About indexes
A basic, standard directory feature is the ability to respond quickly to searches.
An LDAP search specifies the information that directly affects how long the directory might take to respond:
-
The base DN for the search.
The more specific the base DN, the less information to check during the search. For example, a request with base DN
dc=example,dc=com
potentially involves checking many more entries than a request with base DNuid=bjensen,ou=people,dc=example,dc=com
. -
The scope of the search.
A subtree or one-level scope targets many entries, whereas a base search is limited to one entry.
-
The search filter to match.
A search filter asserts that for an entry to match, it has an attribute that corresponds to some value. For example,
(cn=Babs Jensen)
asserts thatcn
must have a value that equalsBabs Jensen
.A directory server would waste resources checking all entries for a match. Instead, directory servers maintain indexes to expedite checking for a match.
LDAP directory servers disallow searches that cannot be handled expediently using indexes. Maintaining appropriate indexes is a key aspect of directory administration.
Role of an index
The role of an index is to answer the question, "Which entries have an attribute with this corresponding value?"
Each index is therefore specific to an attribute.
Each index is also specific to the comparison implied in the search filter. For example, a directory server maintains distinct indexes for exact (equality) matching and for substring matching. The types of indexes are explained in Index types. Furthermore, indexes are configured in specific directory backends.
Index implementation
An index is implemented as a tree of key-value pairs.
The key is a form of the value to match, such as babs jensen
.
The value is a list of IDs for entries that match the key.
The figure that follows shows an equality (case ignore exact match) index with five keys from a total of four entries.
If the data set were large, there could be more than one entry ID per key:
How DS uses indexes
This example illustrates how DS uses an index.
When the search filter is (cn=Babs Jensen)
, DS retrieves the IDs for entries whose CN matches Babs Jensen
by looking them up in the equality index of the CN attribute.
(For a complex filter, it might optimize the search by changing the order in which it uses the indexes.)
A successful result is zero or more entry IDs.
These are the candidate result entries.
For each candidate, DS retrieves the entry by ID from a system index called id2entry
.
As its name suggests, this index returns an entry for an entry ID.
If there is a match, and the client application has the right to access the data,
DS returns the search result.
It continues this process until no candidates are left.
Unindexed searches
If there are no indexes that correspond to a search request, DS must check for a match against every entry in the scope of the search. Evaluating every entry for a match is referred to as an unindexed search.

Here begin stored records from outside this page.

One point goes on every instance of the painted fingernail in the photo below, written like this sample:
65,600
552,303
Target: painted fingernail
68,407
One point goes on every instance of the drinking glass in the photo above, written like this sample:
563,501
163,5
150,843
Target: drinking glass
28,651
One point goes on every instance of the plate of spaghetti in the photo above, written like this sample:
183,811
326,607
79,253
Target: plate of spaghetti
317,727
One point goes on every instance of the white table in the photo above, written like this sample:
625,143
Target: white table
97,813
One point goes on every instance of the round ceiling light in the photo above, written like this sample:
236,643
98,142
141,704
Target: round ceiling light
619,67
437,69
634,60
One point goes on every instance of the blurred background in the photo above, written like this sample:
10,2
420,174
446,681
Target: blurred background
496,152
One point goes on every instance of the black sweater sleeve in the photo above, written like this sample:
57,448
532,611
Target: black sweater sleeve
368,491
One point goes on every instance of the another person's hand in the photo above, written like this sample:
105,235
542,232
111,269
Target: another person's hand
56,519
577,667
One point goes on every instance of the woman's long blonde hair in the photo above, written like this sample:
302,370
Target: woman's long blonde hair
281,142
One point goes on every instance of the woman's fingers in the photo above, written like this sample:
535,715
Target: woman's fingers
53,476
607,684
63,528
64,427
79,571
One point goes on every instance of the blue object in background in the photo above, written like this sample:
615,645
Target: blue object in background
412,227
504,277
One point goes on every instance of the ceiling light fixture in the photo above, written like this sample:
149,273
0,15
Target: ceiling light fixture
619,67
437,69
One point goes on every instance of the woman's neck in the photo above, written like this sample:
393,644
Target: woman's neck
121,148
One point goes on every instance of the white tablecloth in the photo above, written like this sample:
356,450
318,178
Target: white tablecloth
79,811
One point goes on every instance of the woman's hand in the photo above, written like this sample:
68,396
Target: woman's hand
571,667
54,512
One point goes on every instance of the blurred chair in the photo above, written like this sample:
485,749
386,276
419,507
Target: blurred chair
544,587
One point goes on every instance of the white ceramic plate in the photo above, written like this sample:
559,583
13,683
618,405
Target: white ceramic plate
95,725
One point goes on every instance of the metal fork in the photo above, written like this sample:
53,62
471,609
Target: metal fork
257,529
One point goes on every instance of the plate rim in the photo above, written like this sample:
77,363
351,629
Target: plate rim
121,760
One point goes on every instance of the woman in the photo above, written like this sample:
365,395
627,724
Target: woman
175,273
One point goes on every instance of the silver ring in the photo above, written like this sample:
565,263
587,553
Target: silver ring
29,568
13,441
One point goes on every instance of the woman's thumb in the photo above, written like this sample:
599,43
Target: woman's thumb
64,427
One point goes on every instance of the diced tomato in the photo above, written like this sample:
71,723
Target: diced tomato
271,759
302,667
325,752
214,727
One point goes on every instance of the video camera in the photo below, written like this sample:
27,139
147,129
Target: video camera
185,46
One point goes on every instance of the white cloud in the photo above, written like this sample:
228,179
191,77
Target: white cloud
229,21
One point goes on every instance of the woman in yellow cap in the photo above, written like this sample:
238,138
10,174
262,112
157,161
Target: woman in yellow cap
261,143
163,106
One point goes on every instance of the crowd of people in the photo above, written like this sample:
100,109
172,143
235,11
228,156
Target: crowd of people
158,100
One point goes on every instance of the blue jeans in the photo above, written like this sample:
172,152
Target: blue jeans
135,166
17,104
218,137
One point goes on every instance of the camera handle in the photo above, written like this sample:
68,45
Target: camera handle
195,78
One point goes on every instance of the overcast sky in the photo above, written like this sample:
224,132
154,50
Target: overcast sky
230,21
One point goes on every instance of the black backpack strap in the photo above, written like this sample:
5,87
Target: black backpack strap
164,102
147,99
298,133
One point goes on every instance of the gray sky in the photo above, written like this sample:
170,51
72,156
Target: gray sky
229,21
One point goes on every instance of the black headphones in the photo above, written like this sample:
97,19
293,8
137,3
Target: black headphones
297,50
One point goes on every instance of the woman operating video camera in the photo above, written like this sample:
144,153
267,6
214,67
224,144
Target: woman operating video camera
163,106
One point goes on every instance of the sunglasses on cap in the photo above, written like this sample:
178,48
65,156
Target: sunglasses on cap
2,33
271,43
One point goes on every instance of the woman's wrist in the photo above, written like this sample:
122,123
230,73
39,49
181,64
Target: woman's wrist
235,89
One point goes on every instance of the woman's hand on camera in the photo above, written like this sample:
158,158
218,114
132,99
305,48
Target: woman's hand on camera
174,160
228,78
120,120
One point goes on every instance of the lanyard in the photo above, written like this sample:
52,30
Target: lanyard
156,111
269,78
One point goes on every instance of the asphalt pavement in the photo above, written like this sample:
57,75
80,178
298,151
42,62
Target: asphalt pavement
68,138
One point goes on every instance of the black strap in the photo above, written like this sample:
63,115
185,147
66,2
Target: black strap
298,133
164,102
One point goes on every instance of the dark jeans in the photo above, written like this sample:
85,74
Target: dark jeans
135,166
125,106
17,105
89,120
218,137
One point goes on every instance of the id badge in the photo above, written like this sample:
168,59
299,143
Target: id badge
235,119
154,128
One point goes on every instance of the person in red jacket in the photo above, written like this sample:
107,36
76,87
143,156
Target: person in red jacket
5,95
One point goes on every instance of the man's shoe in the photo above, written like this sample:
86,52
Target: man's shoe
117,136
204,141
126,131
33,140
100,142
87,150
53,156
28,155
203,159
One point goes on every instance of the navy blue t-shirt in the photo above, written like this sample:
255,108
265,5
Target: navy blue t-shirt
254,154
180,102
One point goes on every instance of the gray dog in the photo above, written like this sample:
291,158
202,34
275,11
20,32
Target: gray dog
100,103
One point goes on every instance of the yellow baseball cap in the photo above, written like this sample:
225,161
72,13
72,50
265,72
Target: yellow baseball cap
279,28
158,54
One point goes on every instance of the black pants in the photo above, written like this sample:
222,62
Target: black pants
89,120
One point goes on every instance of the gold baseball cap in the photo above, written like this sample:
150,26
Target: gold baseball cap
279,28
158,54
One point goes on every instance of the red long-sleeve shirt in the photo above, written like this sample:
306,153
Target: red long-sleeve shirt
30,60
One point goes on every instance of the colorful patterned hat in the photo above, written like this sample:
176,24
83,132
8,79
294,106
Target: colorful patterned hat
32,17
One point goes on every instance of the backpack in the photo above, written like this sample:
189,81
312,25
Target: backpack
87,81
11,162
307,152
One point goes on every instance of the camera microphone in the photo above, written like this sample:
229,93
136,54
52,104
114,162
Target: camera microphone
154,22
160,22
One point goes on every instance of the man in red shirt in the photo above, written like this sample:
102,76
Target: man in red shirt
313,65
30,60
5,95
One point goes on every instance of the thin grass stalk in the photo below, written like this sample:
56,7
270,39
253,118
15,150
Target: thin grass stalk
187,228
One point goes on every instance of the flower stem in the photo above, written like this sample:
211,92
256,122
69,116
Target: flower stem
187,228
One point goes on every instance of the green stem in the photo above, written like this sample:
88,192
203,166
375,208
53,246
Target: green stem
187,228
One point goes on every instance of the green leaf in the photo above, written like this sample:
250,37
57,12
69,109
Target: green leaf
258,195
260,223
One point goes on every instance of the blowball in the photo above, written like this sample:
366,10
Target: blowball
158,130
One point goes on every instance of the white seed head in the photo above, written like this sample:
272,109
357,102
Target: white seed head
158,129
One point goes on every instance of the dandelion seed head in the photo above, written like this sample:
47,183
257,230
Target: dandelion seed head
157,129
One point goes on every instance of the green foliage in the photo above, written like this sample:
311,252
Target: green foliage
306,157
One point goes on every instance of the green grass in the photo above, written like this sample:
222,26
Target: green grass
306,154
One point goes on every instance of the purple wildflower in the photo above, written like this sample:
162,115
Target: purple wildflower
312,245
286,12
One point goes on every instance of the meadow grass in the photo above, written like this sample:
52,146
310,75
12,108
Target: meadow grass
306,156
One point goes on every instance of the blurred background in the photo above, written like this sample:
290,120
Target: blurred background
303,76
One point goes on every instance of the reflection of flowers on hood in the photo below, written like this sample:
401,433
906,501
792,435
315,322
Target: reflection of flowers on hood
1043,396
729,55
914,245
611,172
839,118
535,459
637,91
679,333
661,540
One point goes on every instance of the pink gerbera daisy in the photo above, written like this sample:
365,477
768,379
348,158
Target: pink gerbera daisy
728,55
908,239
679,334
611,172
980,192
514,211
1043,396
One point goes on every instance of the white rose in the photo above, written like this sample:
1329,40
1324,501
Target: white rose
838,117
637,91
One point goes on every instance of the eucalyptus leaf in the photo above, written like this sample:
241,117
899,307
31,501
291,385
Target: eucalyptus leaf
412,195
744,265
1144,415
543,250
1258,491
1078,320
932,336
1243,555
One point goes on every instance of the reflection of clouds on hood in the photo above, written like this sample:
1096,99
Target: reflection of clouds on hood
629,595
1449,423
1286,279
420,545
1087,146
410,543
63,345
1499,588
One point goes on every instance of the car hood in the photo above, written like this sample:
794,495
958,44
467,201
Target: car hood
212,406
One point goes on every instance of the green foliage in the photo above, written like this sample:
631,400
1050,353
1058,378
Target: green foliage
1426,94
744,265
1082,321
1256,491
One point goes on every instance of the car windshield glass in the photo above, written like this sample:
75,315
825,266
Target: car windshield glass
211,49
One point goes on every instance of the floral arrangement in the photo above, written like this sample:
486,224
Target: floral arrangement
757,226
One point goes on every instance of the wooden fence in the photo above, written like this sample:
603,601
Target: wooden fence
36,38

An unindexed search is an expensive operation, particularly for large directories.
A server refuses unindexed searches unless the user has specific permission to make such requests.
The permission to perform an unindexed search is granted with the unindexed-search
privilege.
This privilege is reserved for the directory superuser by default.
It should not be granted lightly.
If the number of entries is smaller than the default resource limits,
you can still perform what appear to be unindexed searches,
meaning searches with filters for which no index appears to exist.
That is because the dn2id
index returns all user data entries
without hitting a resource limit that would make the search unindexed.
Use cases that may call for unindexed searches include the following:
-
An application must periodically retrieve a very large amount of directory data all at once through an LDAP search.
For example, an application performs an LDAP search to retrieve everything in the directory once a week as part of a batch job that runs during off peak hours.
Make sure the application has no resource limits. For details, refer to Enforce limits.
-
A directory data administrator occasionally browses directory data through a graphical UI without initially knowing what they are looking for or how to narrow the search.
Big indexes let you work around this problem. They facilitate searches where large numbers of entries match. For example, big indexes can help when paging through all the employees in a large company, or all the users in the state of California. For details, refer to Big index and Indexes for attributes with few unique values.
Alternatively, DS directory servers can use an appropriately configured VLV index to sort results for an unindexed search. For details, refer to VLV for paged server-side sort.
Index updates
When an entry is added, changed, or deleted, the directory server updates each affected index to reflect the change. This happens while the server is online, and has a cost. This cost is the reason to maintain only those indexes that are used.
DS only updates indexes for the attributes that change. Updating an unindexed attribute is therefore faster than updating an indexed attribute.